Auf individueller Ebene wird die gemeinsame politische Orientierung durch ein komplexes System von Symbolen und Zahlencodes zur Schau gestellt. Sie dienen als gemeinschaftsstiftende Elemente, die es den rechtsextremen Anhängern ermöglichen, sich in den Stadien zu erkennen, zu sammeln und den Fußball gemeinsam in ihre politische Erlebniswelt zu integrieren. Die hierbei zur Anwendung kommenden Szenekennzeichen sind mittlerweile vielfältig und teilweise komplex: Der klassische rechte "Bomberjacken und Springerstiefel-Skinhead" ist auch in den Fanblocks zu einem eher randständigen Phänomen mutiert.

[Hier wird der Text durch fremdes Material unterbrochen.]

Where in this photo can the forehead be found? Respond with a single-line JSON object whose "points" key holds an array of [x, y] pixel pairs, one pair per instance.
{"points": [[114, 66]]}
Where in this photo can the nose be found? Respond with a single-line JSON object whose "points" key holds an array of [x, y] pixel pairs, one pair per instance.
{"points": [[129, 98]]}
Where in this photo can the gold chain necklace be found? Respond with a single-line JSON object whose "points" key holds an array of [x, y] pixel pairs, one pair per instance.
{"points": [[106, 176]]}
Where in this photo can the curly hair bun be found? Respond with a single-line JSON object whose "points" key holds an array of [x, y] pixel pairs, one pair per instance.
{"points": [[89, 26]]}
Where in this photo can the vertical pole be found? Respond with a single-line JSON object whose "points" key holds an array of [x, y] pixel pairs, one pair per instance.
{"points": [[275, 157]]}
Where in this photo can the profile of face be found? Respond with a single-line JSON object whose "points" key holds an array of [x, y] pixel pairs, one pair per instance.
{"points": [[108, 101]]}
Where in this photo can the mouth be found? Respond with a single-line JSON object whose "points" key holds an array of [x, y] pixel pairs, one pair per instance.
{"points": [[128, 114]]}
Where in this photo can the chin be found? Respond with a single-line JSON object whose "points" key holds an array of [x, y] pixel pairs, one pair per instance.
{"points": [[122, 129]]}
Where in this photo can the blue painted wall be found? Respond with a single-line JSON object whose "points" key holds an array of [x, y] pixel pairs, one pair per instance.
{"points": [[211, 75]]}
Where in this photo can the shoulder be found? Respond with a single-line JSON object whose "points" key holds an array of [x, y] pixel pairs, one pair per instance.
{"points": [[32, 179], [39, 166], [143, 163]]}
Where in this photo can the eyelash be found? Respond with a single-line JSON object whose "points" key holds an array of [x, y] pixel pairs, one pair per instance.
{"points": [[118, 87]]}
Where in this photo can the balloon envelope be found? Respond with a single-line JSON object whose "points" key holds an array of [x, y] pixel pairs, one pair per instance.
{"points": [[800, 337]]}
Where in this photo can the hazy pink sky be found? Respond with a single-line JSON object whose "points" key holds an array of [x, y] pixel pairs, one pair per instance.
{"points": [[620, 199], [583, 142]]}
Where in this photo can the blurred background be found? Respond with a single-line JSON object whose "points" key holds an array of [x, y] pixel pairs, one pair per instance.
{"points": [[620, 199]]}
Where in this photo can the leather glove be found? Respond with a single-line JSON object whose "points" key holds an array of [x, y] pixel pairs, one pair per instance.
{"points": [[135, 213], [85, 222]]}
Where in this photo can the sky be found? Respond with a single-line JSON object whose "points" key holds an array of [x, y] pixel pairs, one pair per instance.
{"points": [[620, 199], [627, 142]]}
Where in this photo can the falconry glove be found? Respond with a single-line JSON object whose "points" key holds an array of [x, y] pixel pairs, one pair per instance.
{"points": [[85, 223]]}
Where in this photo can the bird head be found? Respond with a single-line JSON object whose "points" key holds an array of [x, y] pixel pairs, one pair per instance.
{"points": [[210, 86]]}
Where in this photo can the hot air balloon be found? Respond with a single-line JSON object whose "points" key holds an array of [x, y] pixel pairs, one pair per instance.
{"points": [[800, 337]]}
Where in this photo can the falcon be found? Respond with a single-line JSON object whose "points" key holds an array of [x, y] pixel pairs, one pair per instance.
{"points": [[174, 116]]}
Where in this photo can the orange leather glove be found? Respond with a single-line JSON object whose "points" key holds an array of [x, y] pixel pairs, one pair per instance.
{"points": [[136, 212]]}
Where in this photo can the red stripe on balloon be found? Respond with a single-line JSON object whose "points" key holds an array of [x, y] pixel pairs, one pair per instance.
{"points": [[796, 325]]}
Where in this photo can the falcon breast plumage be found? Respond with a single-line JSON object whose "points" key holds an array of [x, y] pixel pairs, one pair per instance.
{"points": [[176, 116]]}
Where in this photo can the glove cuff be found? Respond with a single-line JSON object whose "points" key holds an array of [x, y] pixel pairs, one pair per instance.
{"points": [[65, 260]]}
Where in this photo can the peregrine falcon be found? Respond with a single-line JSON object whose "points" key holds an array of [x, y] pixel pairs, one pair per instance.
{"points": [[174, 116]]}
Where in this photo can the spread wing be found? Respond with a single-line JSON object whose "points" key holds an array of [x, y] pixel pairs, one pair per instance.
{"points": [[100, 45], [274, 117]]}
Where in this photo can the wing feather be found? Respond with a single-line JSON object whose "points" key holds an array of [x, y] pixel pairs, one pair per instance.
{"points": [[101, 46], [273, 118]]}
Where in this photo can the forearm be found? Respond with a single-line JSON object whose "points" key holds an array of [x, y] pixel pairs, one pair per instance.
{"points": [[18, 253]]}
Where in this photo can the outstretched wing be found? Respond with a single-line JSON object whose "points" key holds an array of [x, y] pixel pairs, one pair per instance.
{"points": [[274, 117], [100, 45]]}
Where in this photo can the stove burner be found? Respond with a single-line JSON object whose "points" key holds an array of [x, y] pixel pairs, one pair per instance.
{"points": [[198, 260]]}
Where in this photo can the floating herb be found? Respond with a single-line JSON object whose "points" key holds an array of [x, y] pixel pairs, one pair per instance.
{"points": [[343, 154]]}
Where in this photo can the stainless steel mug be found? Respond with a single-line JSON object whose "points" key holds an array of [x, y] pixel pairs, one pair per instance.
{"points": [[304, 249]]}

Andere Zeichen beherrschen zwischenzeitlich das Bild: Tätowierungen und Kleidung mit Ziffern wie 18 und 88 stehen beispielsweise für die entsprechenden Buchstaben des Alphabets – also das "A" bzw. das "H"– und signalisieren eine Identifikation mit Adolf Hitler oder dem nationalsozialistischen Gruß "Heil Hitler". Die Kennziffer

"28" stellt eine Kodierung der Initialen "BH" dar, hinter denen sich das verbotenen Neonazinetzwerk Blood & Honour verbirgt. Aber auch szenetypische Symbole, die oft verfremdete NS-Symbolik beinhalten oder der germanischen Mythologie entliehen sind, und Marken wie Thor Steinar fungieren Szeneanhängern als Erkennungszeichen und Identitätsanker (vgl. Blaschke 2011: 91 f.). Die jeweiligen Kodierungen sind dabei – nicht zuletzt zur Vermeidung staatlicher und zivilgesellschaftlicher Repression – einem beständigen Wandel unterworfen: "Stadien und ihr Umfeld werden so zu Präsentationen eines sich permanent modernisierenden rechtsgerichteten Patchwork-Lifestyles genutzt" (Dembowski 2007: 217).

  • [1] Vgl. hierzu den Beitrag von Helmut Kellershohn im vorliegenden Band.